Australia's long tail of (post-) colonialism



It’s strange how for most people living in these times of heightened valuation of sovereignty and concerns about immigrants landing up on their shores, it’s not mighty odd that countries in the past have come to a foreign land, driven its earlier inhabitants into pockets or worse, and taken it over as their own. While Israel-Palestine, Russia-Ukraine make for grown-up dinner conversation, near-liquidation and takeover of North America and Australia are strangely viewed as ‘let bygones be bygones’. Mega-level double standards have become so normalised that historic theft of land is seen as a tut-tut cliche. Which is why a nice little reminder from Australian senator from Victoria, Lidia Thorpe, is not just refreshing, but points us to the long tail of ‘post-colonial’.

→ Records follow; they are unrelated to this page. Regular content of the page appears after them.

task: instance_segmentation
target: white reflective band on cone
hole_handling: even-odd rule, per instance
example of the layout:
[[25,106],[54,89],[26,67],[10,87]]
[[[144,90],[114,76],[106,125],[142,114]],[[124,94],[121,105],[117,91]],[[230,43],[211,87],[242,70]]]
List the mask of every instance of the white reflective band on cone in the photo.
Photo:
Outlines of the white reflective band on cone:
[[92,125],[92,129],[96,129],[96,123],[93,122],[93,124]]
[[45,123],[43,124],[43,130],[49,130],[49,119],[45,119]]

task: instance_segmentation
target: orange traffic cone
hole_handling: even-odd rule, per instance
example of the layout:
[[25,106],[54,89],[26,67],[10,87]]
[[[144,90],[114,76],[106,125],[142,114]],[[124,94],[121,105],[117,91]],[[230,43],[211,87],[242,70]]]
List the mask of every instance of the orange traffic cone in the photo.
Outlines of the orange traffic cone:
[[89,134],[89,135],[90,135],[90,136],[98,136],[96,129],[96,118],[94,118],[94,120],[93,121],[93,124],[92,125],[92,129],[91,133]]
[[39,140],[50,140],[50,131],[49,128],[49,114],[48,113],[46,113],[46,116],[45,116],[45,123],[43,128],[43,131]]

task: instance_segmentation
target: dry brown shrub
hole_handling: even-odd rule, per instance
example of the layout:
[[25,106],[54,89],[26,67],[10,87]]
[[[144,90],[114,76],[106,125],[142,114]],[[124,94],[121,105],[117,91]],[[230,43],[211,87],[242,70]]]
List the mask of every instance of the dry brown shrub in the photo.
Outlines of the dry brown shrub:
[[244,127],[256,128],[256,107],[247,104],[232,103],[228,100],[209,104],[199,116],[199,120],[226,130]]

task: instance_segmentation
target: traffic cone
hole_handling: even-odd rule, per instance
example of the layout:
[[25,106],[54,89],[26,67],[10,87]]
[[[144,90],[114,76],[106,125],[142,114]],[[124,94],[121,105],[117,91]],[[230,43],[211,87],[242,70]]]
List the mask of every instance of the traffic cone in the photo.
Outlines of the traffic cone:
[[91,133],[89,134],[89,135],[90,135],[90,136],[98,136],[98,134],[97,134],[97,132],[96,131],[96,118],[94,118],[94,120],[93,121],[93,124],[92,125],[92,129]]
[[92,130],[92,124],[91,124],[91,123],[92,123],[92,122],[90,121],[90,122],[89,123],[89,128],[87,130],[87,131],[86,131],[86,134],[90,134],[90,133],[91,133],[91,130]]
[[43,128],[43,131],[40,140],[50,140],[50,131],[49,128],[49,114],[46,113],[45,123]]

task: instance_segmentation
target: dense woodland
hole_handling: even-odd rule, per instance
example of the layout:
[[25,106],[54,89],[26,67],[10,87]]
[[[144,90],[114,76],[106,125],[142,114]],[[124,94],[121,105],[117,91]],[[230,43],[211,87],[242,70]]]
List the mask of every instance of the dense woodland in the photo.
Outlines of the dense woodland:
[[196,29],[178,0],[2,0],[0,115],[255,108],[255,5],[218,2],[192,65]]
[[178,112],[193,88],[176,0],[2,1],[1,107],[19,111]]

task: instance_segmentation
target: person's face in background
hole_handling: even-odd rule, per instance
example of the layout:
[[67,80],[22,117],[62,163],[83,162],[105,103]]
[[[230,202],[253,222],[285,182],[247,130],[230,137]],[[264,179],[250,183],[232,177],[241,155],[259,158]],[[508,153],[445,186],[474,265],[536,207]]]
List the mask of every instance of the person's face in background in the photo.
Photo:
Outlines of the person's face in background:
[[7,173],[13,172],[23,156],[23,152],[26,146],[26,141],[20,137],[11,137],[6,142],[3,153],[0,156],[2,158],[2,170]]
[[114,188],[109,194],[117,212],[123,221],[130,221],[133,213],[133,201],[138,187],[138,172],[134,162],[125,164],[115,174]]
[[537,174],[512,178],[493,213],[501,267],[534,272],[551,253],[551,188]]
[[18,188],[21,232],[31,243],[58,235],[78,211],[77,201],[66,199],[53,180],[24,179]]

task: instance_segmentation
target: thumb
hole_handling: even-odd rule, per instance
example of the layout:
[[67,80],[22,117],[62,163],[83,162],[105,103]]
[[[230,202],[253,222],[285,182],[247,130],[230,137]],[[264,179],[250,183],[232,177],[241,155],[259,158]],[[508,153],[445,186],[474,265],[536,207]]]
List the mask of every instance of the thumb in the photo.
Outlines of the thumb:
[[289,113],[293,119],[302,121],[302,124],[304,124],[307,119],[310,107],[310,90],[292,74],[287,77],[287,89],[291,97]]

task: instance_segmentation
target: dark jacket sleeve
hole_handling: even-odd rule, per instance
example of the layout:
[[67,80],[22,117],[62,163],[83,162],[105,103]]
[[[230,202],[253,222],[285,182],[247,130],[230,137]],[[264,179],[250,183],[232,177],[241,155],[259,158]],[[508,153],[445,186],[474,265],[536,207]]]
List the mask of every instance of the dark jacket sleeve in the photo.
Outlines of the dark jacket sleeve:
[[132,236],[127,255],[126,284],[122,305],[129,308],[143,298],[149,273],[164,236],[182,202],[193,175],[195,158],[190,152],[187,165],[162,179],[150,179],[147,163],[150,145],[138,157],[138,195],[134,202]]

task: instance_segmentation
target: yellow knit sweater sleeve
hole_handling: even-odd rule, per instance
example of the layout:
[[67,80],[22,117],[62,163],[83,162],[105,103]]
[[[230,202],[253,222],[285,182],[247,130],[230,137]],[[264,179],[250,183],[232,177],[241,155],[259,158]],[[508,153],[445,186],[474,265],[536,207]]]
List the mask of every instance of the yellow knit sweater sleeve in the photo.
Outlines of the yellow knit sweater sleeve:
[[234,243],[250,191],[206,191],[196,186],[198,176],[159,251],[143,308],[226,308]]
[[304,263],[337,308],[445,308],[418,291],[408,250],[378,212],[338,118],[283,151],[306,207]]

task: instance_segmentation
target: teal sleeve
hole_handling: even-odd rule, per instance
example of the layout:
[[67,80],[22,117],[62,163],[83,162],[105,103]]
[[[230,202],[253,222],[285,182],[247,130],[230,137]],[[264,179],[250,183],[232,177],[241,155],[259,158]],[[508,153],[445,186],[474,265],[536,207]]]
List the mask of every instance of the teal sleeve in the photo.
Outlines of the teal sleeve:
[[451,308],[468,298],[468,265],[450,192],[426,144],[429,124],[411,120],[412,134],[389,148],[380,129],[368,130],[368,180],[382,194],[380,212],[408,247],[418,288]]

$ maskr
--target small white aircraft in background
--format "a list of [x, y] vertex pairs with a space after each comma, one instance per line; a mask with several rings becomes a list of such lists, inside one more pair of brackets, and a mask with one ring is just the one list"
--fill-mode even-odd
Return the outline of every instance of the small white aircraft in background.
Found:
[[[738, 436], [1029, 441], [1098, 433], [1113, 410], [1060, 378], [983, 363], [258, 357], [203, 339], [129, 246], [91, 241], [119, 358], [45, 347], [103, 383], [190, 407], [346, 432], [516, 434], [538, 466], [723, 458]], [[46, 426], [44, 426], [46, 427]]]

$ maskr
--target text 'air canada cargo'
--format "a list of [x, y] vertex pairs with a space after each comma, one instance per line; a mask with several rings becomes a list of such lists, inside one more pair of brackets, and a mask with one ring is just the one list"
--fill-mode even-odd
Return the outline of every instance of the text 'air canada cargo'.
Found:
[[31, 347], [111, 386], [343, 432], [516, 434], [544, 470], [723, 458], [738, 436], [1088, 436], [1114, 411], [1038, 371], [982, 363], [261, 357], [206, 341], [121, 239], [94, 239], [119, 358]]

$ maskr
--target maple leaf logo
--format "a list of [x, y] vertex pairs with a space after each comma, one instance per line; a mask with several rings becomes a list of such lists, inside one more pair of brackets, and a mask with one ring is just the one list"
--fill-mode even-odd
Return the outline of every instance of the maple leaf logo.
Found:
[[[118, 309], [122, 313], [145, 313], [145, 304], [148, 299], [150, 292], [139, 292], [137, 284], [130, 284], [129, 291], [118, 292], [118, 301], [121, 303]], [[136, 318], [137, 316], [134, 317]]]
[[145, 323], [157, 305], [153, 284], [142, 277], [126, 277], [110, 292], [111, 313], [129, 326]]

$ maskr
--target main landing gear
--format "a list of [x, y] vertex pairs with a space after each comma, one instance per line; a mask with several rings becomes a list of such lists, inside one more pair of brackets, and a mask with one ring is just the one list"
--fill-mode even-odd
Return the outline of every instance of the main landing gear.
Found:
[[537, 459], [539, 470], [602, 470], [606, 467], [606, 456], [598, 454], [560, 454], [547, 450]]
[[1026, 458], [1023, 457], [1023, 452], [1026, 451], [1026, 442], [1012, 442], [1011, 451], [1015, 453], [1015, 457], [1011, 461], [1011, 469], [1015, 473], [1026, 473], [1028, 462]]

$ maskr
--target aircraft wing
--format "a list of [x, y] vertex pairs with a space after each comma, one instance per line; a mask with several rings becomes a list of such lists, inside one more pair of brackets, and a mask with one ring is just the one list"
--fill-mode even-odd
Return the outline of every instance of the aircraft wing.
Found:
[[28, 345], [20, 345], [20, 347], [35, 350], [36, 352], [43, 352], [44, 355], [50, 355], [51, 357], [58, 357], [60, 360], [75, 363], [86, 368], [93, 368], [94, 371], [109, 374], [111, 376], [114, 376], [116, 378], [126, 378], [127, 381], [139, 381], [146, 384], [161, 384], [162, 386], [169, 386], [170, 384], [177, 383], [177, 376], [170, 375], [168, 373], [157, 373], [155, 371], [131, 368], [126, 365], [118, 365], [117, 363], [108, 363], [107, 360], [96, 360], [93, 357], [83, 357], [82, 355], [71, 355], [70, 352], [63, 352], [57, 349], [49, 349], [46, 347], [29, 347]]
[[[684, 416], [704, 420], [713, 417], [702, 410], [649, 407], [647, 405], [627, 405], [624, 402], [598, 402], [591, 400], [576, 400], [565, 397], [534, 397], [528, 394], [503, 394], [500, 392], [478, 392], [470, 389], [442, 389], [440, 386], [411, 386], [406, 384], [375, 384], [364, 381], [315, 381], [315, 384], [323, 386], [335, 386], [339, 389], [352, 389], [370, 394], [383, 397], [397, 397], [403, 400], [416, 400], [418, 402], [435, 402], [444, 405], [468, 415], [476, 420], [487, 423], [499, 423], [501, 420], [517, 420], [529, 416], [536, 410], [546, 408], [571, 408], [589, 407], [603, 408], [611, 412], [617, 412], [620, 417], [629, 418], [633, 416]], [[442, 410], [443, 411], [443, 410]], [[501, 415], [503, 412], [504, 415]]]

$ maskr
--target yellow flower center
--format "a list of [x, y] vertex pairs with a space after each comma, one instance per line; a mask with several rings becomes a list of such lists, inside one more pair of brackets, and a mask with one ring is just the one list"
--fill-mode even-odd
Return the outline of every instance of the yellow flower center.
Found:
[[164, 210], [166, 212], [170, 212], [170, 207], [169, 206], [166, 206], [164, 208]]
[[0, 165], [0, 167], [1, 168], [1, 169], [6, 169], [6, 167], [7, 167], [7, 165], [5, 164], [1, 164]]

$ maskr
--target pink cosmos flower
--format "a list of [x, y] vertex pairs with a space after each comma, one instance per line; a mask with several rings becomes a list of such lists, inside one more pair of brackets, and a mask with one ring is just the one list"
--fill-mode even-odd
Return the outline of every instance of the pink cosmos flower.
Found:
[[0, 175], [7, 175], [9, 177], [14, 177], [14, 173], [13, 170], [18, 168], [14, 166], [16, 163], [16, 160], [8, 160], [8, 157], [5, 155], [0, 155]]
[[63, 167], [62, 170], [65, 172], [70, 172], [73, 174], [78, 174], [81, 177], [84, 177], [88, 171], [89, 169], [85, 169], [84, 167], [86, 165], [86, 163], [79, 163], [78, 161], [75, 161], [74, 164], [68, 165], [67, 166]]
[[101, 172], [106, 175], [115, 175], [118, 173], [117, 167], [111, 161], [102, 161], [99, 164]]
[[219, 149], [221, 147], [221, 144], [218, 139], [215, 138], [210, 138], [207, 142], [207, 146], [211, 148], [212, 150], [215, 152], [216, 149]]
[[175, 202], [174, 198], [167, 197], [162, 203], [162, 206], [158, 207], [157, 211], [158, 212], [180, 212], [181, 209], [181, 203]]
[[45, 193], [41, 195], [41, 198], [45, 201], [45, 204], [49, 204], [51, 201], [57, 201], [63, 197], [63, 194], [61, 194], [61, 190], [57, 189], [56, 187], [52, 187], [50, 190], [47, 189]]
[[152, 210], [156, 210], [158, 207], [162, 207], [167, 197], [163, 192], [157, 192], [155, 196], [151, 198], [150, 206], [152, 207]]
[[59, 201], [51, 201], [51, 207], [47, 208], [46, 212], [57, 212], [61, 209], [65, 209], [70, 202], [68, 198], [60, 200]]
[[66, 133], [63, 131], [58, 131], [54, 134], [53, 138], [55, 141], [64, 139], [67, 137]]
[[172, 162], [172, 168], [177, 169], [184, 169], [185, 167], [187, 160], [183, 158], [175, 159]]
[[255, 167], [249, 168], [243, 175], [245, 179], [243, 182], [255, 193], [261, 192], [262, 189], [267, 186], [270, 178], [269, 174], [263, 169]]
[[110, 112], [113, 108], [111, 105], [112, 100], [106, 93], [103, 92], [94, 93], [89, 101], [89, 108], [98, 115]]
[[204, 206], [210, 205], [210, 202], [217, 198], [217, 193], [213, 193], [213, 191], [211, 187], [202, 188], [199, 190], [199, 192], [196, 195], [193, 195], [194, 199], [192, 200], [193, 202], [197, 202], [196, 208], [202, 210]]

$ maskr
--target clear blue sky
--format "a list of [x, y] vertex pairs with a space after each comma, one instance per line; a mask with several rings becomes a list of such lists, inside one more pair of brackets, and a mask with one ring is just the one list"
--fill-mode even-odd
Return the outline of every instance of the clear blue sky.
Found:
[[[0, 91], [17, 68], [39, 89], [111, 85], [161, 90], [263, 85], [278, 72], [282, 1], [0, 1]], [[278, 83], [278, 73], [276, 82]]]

Thorpe heckled Charles Windsor, Britain’s king, who turns out to be Australia’s as well. As a federal parliamentary constitutional monarchy, Aussies could have made, say, Dennis Lillee or Nicole Kidman their monarch. But it’s Charles from London town. Thorpe, in the presence of the VIP Briton visiting Parliament House in Canberra, called for a treaty and accused the crown of stealing aboriginal land, repeating, ‘You are not my king.’ She deemed Charles, a representative of British imperium and beneficiary of colonialism, of being a ‘genocidalist’. Hear, hear, we say, literally.